Why is a database key-value lookup O(log n)?
Databases are made to store hugh and complex datastructures permanently. To do that, the storage of data is decoupled from the index. The index is usually maintained in an balanced binary index tree. The lookup time of an index is therefore the path of an tree which has the time of O(log n).
Why is an array faster then database?
An array is stored in memory. To store an array in memory, you need to store the position in memory where the array starts, and then store for each index a space. The values of the array can need different sizes of space in memory, so only the reference to the value will be stored, which all take the same amount of space. For example, if array starts at byte 20, and each reference is 4 byte, then you can access element 100 of your array by looking from byte 20 + (1004) to byte 20 + (1014). Therefore you can actually access any key at O(1).

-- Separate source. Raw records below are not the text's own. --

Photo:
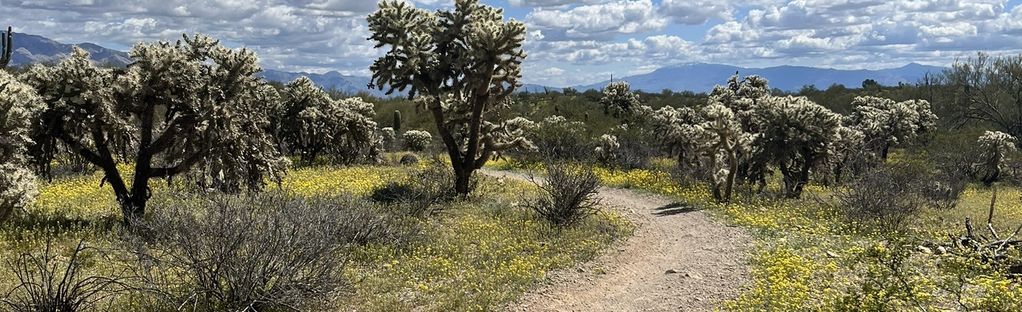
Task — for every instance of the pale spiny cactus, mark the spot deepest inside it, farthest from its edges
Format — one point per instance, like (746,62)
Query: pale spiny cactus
(463,64)
(994,147)
(193,105)
(18,105)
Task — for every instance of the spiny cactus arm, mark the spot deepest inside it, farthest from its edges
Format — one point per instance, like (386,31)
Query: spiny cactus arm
(7,46)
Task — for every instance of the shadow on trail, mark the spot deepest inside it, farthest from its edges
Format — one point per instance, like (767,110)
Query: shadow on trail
(676,209)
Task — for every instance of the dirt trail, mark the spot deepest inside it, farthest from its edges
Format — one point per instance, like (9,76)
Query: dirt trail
(678,260)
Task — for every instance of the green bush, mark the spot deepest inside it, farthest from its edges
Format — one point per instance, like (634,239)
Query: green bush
(256,253)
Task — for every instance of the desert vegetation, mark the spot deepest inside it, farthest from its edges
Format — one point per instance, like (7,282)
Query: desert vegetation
(186,181)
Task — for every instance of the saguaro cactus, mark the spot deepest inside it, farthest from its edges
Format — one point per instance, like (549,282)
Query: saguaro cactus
(6,47)
(397,121)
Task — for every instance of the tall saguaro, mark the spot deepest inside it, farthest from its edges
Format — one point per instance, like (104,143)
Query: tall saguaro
(6,47)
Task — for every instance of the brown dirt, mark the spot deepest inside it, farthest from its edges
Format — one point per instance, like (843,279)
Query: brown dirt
(679,259)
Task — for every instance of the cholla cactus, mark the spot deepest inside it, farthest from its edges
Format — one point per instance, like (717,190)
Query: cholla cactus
(311,124)
(741,95)
(190,105)
(725,141)
(886,123)
(680,132)
(18,106)
(464,63)
(994,146)
(847,150)
(606,148)
(417,140)
(618,100)
(795,135)
(389,138)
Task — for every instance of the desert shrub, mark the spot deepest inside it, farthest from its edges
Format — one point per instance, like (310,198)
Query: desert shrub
(53,282)
(256,253)
(17,188)
(392,192)
(424,190)
(567,193)
(951,174)
(557,138)
(416,140)
(409,159)
(885,197)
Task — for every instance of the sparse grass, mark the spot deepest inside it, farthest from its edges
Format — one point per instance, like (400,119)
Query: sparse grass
(479,254)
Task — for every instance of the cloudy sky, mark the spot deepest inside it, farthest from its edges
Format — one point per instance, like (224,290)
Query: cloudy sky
(569,42)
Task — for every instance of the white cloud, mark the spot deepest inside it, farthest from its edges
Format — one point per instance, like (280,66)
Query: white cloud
(597,20)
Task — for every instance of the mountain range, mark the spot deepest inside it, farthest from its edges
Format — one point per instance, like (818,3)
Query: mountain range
(691,77)
(703,77)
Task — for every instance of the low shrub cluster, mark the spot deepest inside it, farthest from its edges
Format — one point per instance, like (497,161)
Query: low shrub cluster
(249,254)
(567,193)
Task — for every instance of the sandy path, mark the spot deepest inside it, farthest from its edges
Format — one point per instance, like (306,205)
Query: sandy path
(678,260)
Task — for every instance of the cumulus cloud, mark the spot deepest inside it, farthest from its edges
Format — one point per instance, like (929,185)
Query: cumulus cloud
(597,20)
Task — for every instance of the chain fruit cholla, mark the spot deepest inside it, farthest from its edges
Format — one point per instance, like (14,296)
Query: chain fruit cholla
(463,64)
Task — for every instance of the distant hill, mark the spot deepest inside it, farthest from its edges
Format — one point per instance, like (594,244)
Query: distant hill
(331,81)
(35,49)
(702,77)
(694,77)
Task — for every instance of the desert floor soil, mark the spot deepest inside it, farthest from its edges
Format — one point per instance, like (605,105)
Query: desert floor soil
(679,259)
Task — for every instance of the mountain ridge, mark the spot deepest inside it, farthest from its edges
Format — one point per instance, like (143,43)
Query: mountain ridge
(695,77)
(703,77)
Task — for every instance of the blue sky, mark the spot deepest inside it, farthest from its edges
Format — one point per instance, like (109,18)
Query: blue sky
(569,42)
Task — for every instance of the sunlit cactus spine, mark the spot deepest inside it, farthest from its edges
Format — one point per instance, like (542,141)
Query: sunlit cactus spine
(7,47)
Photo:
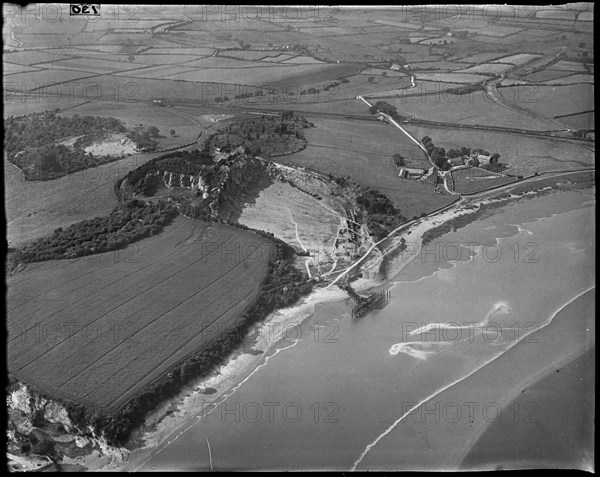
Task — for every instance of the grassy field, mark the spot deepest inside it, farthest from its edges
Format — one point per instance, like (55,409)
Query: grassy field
(475,108)
(464,78)
(552,101)
(132,316)
(517,59)
(487,68)
(522,153)
(12,68)
(364,152)
(572,79)
(579,121)
(468,182)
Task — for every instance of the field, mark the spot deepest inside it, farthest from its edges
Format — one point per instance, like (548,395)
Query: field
(438,65)
(43,78)
(568,66)
(288,213)
(579,121)
(464,78)
(487,68)
(138,311)
(471,181)
(524,154)
(572,80)
(518,59)
(553,101)
(474,108)
(10,68)
(31,57)
(547,75)
(364,152)
(134,315)
(481,57)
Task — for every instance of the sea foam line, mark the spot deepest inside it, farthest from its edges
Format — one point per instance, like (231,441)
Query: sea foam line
(435,393)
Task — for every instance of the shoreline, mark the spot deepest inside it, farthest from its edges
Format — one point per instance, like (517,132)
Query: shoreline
(182,409)
(443,438)
(533,379)
(193,403)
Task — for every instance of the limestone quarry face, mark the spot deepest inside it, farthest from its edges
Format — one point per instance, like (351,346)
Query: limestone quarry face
(21,399)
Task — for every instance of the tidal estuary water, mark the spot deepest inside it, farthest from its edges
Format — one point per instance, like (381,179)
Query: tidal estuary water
(477,317)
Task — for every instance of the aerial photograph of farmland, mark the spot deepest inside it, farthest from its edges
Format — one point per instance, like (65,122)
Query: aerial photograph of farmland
(299,238)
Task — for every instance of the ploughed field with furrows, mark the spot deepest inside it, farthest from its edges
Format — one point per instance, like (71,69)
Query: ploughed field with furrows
(100,328)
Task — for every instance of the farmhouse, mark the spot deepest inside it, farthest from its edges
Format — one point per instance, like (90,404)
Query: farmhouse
(455,161)
(484,158)
(412,172)
(478,158)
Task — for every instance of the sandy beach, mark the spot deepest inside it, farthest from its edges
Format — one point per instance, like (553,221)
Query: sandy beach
(277,334)
(492,387)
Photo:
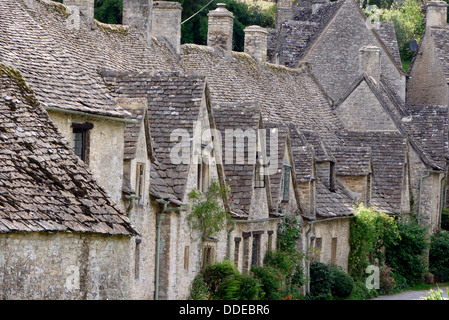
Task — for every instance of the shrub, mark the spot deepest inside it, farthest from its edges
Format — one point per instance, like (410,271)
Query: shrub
(439,255)
(405,255)
(341,284)
(321,278)
(271,281)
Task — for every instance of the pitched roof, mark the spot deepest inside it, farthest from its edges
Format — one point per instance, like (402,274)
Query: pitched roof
(61,63)
(389,152)
(174,101)
(44,186)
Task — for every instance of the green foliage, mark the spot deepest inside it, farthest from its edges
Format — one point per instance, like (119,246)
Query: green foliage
(109,11)
(405,255)
(207,214)
(407,17)
(223,281)
(439,255)
(289,231)
(370,231)
(341,284)
(320,281)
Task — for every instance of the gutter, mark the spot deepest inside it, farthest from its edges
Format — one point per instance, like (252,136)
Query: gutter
(91,115)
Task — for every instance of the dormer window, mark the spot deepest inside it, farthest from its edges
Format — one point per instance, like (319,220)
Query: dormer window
(285,183)
(259,174)
(81,139)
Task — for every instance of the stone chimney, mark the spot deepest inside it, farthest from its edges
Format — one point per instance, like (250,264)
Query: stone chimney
(86,8)
(317,4)
(137,15)
(167,22)
(284,12)
(256,43)
(369,59)
(436,13)
(220,28)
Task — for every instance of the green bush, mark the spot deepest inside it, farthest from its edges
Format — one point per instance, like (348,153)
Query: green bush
(321,278)
(439,255)
(341,284)
(405,255)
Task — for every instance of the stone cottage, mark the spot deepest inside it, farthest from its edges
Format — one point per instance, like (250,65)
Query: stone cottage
(62,235)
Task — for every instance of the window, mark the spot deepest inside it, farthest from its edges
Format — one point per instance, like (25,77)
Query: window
(140,181)
(81,139)
(285,182)
(259,174)
(203,175)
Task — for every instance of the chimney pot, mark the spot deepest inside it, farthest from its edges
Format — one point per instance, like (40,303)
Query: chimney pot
(256,42)
(220,28)
(436,13)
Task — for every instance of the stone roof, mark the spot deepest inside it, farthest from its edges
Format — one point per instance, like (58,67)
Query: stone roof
(44,186)
(174,103)
(389,152)
(61,62)
(355,161)
(239,175)
(298,35)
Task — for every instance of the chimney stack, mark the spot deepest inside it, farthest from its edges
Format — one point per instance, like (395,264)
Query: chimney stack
(86,8)
(370,61)
(167,22)
(436,13)
(137,15)
(256,43)
(220,28)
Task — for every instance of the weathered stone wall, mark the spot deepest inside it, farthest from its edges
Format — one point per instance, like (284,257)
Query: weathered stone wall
(362,111)
(327,230)
(63,266)
(106,149)
(166,22)
(336,70)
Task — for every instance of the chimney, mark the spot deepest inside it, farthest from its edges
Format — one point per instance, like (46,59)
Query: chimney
(436,13)
(137,15)
(86,8)
(317,4)
(284,12)
(167,22)
(369,61)
(256,43)
(220,28)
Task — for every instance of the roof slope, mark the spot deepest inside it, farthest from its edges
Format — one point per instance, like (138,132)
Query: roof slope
(174,102)
(61,63)
(44,186)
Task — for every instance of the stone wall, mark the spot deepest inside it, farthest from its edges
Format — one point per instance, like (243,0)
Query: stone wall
(339,230)
(64,266)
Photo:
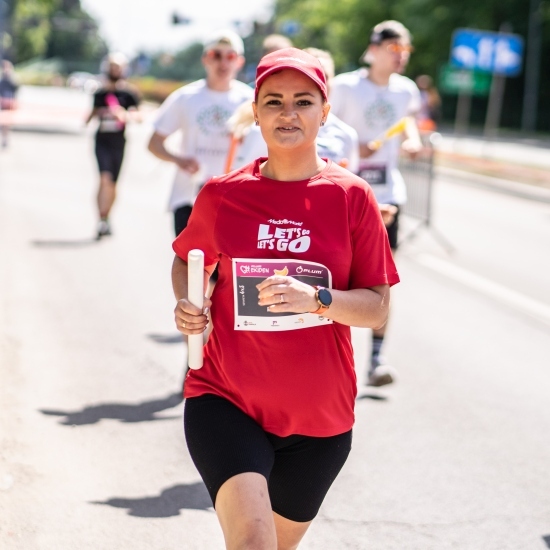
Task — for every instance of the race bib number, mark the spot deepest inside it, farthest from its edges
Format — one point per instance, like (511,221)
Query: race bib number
(247,273)
(373,174)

Why are databases store index in a tree?
A tree for indexes offers many features, like efficient range queries, support for multiple indexes, build-in data sorting. Having the indexes in a tree is causing the O(logn) lookup time.
If the ID is an auto-increment integer, it is possible to do a lookup in O(1) time using an array or a hash table, provided that the IDs are consecutive and there are no gaps in the sequence. In this case, the ID can be used as an index to directly access the corresponding data record. However, in many real-world scenarios, the IDs are not necessarily consecutive, and there may be gaps in the sequence due to data deletions or because of failed transactions. In this case, using an array or a hash table for lookup may not be practical, since it would require allocating an array large enough to accommodate all possible IDs, even if many of them are not used.
While B-trees and other indexing mechanisms may not provide the same level of performance as an array or a hash table for consecutive IDs, they are more flexible and can handle a wider range of data models and access patterns.